You have to challenge yourself with food when you travel. You have to take chances on things you wouldn't normally even think of eating. This is what it's all about, experiencing the way other people do things, trusting that they know what they are doing. The food stuff that seems so strange to you is actually so delicious to many others. It doesn't always work out. Sometimes the fermented horse milk in Mongolia that sounds so bad really is so bad. However, if you take a chance on the following dishes, you won't be disappointed.
Haggis, Scotland
Oddly enough, when you take all of the parts of a sheep that no one else wants - the heart, the liver and the lungs - grind it up. And, mix it with mutton fat, oatmeal and spices. Then pack it in a sheep's stomach and boil it for a few hours. It tastes.... really good. Scotland isn't exactly known for its cooking and eating skills, but give me "haggis, neeps and tats" (haggis with turnips and potatoes) any day of the week.
Shiokara, Japan
Most Japanese food is simple: it sounds delicious, and it is delicious. But how about raw squid mixed with salty, fermented squid belly?
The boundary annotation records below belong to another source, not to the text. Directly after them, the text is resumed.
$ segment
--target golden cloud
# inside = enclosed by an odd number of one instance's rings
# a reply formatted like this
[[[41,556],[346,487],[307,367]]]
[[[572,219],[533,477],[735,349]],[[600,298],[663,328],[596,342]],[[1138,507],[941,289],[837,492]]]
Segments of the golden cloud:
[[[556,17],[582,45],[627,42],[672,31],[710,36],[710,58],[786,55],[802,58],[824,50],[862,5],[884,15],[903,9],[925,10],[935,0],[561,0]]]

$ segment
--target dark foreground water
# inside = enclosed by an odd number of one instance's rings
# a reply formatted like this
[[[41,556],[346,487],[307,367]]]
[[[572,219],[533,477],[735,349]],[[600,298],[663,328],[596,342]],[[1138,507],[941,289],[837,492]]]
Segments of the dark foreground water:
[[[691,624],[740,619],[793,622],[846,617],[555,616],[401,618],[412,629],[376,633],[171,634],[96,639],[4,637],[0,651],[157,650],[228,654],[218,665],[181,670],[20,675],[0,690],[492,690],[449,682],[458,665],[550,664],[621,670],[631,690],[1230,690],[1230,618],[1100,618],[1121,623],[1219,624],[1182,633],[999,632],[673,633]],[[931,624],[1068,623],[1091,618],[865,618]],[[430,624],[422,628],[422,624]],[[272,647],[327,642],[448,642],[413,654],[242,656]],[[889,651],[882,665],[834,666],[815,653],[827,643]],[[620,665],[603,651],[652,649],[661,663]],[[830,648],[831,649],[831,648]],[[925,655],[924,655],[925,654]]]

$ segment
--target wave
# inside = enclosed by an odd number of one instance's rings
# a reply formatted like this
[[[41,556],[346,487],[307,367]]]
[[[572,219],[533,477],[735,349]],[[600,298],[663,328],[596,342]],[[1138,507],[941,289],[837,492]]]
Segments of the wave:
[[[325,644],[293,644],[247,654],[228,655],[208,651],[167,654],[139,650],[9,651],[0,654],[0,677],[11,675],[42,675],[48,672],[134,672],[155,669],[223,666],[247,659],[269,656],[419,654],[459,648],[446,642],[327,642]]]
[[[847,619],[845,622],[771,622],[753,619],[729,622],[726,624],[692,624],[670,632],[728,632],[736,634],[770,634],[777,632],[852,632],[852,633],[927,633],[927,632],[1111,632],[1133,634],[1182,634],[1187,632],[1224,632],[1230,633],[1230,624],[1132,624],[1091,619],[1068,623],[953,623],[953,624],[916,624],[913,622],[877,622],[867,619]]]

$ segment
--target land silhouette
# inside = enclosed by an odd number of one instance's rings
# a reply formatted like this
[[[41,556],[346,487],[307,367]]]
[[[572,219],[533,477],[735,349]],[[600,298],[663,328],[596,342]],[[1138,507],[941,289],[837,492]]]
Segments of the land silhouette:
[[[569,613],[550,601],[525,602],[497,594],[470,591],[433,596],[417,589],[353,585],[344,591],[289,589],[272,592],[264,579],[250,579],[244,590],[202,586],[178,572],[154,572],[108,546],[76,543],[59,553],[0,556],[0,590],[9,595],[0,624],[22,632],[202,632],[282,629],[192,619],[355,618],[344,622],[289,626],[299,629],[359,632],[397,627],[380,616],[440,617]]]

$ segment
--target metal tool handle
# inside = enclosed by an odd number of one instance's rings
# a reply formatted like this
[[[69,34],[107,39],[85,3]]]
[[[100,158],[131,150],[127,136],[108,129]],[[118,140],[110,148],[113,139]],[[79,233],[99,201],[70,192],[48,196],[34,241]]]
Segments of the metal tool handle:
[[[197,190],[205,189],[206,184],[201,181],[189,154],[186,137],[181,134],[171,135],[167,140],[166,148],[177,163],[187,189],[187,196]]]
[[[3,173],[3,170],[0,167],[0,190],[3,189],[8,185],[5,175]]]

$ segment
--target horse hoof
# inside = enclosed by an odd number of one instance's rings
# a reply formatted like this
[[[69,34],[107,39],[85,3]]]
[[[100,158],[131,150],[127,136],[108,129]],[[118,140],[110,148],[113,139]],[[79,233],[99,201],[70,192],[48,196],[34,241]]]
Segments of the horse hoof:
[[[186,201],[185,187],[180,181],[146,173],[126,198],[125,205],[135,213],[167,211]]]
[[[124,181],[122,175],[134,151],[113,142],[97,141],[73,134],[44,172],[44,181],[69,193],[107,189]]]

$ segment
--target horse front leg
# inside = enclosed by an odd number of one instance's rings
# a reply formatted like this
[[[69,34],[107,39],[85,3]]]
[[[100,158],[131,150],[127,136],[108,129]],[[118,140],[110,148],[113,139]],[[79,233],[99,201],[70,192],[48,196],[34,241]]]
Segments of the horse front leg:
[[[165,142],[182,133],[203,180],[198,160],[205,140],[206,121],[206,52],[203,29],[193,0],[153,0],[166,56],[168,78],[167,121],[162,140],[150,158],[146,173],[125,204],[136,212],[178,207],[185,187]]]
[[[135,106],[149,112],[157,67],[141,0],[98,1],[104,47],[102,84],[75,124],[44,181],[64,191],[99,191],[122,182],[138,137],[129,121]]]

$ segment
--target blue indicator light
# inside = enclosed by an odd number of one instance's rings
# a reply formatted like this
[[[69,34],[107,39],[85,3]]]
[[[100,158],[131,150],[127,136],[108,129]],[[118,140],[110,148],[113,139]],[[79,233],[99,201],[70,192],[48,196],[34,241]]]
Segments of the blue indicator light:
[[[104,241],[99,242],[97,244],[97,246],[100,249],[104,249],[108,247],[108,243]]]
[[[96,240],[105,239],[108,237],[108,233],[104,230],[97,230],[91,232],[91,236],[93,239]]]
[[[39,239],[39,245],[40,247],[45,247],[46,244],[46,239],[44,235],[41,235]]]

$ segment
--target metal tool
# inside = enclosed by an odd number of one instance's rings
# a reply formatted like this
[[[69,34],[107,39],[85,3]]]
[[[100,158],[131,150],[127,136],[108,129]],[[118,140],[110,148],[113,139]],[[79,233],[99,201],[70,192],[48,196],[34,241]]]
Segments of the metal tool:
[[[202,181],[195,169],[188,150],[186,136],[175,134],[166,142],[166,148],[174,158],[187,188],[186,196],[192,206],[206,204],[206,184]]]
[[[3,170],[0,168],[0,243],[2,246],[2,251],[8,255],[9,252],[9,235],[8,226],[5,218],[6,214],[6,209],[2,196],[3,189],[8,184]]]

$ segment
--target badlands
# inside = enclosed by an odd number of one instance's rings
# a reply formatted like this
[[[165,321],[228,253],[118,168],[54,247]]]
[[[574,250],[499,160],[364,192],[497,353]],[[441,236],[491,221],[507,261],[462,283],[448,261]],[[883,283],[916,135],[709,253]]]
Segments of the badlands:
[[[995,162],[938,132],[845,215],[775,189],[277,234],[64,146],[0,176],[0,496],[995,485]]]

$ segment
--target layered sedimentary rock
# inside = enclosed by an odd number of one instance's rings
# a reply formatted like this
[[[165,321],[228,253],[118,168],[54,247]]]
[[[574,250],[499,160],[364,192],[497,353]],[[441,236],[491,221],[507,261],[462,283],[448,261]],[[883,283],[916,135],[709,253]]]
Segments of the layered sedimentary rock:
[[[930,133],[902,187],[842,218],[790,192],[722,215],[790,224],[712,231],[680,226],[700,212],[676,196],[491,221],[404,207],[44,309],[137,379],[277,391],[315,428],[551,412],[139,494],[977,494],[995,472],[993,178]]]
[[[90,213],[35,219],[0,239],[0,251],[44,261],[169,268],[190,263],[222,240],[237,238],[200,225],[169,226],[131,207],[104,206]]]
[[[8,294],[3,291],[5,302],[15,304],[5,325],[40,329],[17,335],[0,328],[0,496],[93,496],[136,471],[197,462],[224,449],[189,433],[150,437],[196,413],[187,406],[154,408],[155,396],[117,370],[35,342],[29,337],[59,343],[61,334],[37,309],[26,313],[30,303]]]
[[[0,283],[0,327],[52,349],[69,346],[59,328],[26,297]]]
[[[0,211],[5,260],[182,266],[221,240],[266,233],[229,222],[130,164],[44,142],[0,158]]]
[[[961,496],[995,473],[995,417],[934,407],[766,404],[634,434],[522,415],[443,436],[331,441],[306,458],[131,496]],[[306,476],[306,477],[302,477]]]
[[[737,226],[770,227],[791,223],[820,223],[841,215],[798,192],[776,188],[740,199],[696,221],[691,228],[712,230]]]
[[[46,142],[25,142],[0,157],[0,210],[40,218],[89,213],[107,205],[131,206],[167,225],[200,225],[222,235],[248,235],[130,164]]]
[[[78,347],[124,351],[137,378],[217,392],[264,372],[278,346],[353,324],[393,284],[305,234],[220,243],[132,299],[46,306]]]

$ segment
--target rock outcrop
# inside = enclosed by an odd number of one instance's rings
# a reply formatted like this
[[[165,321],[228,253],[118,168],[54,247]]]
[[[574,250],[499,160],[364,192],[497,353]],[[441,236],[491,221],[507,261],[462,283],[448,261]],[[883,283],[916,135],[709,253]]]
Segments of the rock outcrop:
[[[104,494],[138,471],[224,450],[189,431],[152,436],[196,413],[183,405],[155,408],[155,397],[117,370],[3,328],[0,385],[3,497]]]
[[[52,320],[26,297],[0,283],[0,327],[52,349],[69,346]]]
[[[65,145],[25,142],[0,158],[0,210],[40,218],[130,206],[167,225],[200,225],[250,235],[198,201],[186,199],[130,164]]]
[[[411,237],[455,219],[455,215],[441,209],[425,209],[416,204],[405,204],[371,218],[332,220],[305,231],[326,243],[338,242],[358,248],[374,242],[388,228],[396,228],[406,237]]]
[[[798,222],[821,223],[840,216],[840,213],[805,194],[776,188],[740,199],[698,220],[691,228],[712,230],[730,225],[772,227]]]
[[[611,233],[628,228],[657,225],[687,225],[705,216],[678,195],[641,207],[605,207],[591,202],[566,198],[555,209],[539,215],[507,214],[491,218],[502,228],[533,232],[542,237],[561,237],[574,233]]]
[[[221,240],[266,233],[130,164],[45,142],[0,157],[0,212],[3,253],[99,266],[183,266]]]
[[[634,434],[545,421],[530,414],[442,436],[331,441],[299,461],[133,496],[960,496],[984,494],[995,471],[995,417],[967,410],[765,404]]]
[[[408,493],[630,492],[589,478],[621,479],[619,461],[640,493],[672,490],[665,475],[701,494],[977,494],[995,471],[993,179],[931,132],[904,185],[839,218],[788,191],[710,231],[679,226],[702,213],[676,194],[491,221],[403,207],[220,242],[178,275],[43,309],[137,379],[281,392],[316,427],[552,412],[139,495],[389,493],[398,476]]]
This is shiokara, a Japanese staple, and one I used to hate. However, I'm slowly coming around. Once you get used to it and you have it with good conversation, this food takes on a whole new beauty.
Jellyfish, China
This dish can appear challenging to those of us who only associate jellyfish with the scary nature of some species of them. There's also a rubbery texture to jellyfish that some find a little challenging. However, the Chinese know what they're doing with these things. They mix jellyfish into salads, pair it with chicken, stir it through sesame oil… it's all tasty, and it's all low-fat.
Green ants, Australia
You can keep your witchetty foods, as far as I'm concerned: too soft, too many guts. If I'm going for bush food, it's definitely green ants, little insects that are pulled from trees, lightly crushed between your hands, and then eaten. They're lemony, peppery, and delicious. Local producers are even putting them on top of goat's cheeses now, with lemon myrtle, for extra energy. Seriously good.
Crickets, Thailand
You hear, occasionally, that insects are the protein source of the future, and to that I say: no problem. In northern Thailand, deep-fried crickets are a staple, and they're delicious. They're nutty and crunchy, perfect with salt. I still struggle, however, with the larger insects. Anything that requires more than one bite is a bridge too far for this guy.
Snails, France
Snails aren't unusual - you'll find them on the menu at most French restaurants, even in Australia. However, some people are still nervous about eating garden snails, even though they needn't be. Fried up with plenty of garlic and butter, snail is yummy. Snails, in fact, are eaten in many countries, particularly Vietnam, where fried snails are a very tasty staple dish.
Bun rien, Vietnam
Everything about bun rieu, a traditional Vietnamese soup, sounds good; well, almost everything. It's a crab-based soup mixed with noodles. So far, so delicious. It's then topped with roasted tomatoes, crab meat, stewed pork, lime juice, chilli, fresh herbs, banana flower and bean sprouts. Also, extremely good. Then, however, you drop in a large piece of congealed pig's blood, which is a serious challenge for the unsuspecting diner. My advice: give it a try. You won't regret it.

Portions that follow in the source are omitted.